The self-locking button (100) according to claim 5, wherein the inside of the outer casing (110) is further formed with at least one blocking block (1137); the blocking block (1137) ) is spaced apart from an inner surface (1130) of the outer casing (110); the two bases (161) are interposed on the inner surface (1130) of the outer casing (110) and the blocking block (1137) ) between.

The self-locking button (100) according to claim 6, wherein the inside of the outer casing (110) is further formed with a stopping portion (1138); the groove (1135) along the edge An axial direction of the outer casing (110) extends to the stopping portion (1138); a first connecting portion (1139) is formed on the stopping portion (1138); and the base body (161) is formed There is a second connecting portion (1613); the second connecting portion (1613) and the first connecting portion (1139) are mutually Cooperate.

The self-locking button (100) according to claim 7, wherein the second connecting portion (1613) is a hole structure/bump structure formed on the base body (161); The first connecting portion (1139) is a bump structure/hole structure formed on the stopper portion (1138).

9. The self-locking button (100) according to claim 6, wherein the base body (161) is further formed with a stopper (1612); the stopper (1612) is subjected to interference The mating manner is matched with the stop block (1137).

The self-locking button (100) according to any one of claims 2 to 9, wherein the core structure (1231) comprises a heart (1232) and a groove (1233) And at least two step portions (1236);

The heart (1232) has a depression;

The groove (1233) extends around the core (1232), and the groove (1233) has an initial position (1237) and a self-locking position (1235); the initial position (1237) is The peach heart self-locking button is not pressed

(100), the position of the insertion portion (153) in the groove (1233); the self-locking position (1235) is located at the depression on the heart (1232);

The step portion (1236) is located in the groove (1233), and the height of the step portion (1236) relative to the lowest surface (1240) of the groove (1233) is from the initial position (1237) It begins to decrease in one direction in the direction around the heart (1232).

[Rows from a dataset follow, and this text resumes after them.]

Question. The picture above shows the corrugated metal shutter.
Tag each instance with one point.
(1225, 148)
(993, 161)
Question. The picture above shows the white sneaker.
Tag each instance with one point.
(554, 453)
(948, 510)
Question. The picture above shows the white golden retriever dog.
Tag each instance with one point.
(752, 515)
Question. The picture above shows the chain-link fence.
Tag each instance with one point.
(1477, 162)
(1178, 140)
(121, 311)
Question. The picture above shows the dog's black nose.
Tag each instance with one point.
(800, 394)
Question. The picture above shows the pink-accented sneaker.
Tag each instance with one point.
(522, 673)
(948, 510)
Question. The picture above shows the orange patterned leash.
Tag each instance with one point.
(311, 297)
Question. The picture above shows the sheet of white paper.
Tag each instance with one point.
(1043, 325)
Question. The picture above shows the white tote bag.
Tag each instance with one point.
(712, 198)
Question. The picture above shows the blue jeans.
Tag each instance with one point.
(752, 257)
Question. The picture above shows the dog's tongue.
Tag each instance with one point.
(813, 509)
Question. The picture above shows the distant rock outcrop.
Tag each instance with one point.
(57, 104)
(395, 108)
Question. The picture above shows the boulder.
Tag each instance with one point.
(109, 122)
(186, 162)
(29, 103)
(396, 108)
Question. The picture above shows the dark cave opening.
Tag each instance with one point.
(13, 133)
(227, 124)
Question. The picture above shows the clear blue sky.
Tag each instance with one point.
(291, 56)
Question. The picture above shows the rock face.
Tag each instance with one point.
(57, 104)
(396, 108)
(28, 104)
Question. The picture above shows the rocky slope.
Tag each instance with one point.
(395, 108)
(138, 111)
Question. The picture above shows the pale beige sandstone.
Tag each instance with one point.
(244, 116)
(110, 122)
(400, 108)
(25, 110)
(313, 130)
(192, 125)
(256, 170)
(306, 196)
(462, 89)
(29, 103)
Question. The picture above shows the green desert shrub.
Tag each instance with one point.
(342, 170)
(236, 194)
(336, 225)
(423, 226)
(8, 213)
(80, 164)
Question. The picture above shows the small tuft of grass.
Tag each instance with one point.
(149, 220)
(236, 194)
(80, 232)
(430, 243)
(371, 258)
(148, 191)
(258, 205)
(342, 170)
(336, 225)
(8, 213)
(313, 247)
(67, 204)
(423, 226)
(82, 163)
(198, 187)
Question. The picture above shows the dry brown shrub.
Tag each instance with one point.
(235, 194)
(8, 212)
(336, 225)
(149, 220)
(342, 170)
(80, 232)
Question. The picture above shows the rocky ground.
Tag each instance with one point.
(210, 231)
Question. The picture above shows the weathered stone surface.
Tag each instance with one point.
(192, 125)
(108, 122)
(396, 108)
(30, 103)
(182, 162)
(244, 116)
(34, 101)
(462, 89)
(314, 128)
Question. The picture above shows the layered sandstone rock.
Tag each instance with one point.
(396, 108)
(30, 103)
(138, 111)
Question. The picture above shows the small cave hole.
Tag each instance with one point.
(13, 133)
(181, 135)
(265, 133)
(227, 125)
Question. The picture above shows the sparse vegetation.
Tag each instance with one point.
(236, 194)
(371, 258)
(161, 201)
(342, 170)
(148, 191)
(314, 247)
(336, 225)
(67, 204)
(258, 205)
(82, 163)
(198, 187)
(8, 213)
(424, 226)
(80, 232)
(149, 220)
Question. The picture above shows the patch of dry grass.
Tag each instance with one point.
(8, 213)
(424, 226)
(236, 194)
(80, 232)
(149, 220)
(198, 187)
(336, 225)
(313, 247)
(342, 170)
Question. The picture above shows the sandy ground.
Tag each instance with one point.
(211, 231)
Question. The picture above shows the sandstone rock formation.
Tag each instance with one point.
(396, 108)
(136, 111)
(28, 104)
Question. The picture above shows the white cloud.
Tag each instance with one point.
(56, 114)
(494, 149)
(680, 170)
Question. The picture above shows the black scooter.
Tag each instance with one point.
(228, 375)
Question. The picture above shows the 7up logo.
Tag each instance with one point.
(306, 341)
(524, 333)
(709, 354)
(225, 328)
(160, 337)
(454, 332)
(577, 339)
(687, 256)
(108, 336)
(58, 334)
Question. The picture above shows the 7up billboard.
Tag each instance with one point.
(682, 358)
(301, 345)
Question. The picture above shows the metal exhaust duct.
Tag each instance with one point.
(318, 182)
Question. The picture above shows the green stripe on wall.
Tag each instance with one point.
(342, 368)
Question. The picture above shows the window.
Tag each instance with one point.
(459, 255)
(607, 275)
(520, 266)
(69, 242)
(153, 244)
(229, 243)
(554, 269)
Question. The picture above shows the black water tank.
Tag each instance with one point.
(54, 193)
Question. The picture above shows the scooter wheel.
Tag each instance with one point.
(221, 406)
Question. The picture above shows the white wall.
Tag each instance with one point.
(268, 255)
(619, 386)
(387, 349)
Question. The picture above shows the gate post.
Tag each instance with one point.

A self-locking button (100) according to any one of claims 1 to 8, characterized in that the needle (150) is made of a wire by bending.

The self-locking button (100) according to claim 11, characterized in that the end face of the insertion portion (153) is smooth.

The self-locking button (100) according to any one of claims 1 to 8, characterized in that the inside of the outer casing (110) is further formed with at least one cylinder limiting portion (1132) And at least one card block (1140);

The push rod (120) is further formed with at least one push rod limiting portion (1239) and at least one hook (1234); the push rod limiting portion (1239) and the hook (1234) are respectively The barrel limiting portion (1132) and the clamping block (1140) cooperate to define a range of motion of the push rod (120) in the outer casing (110).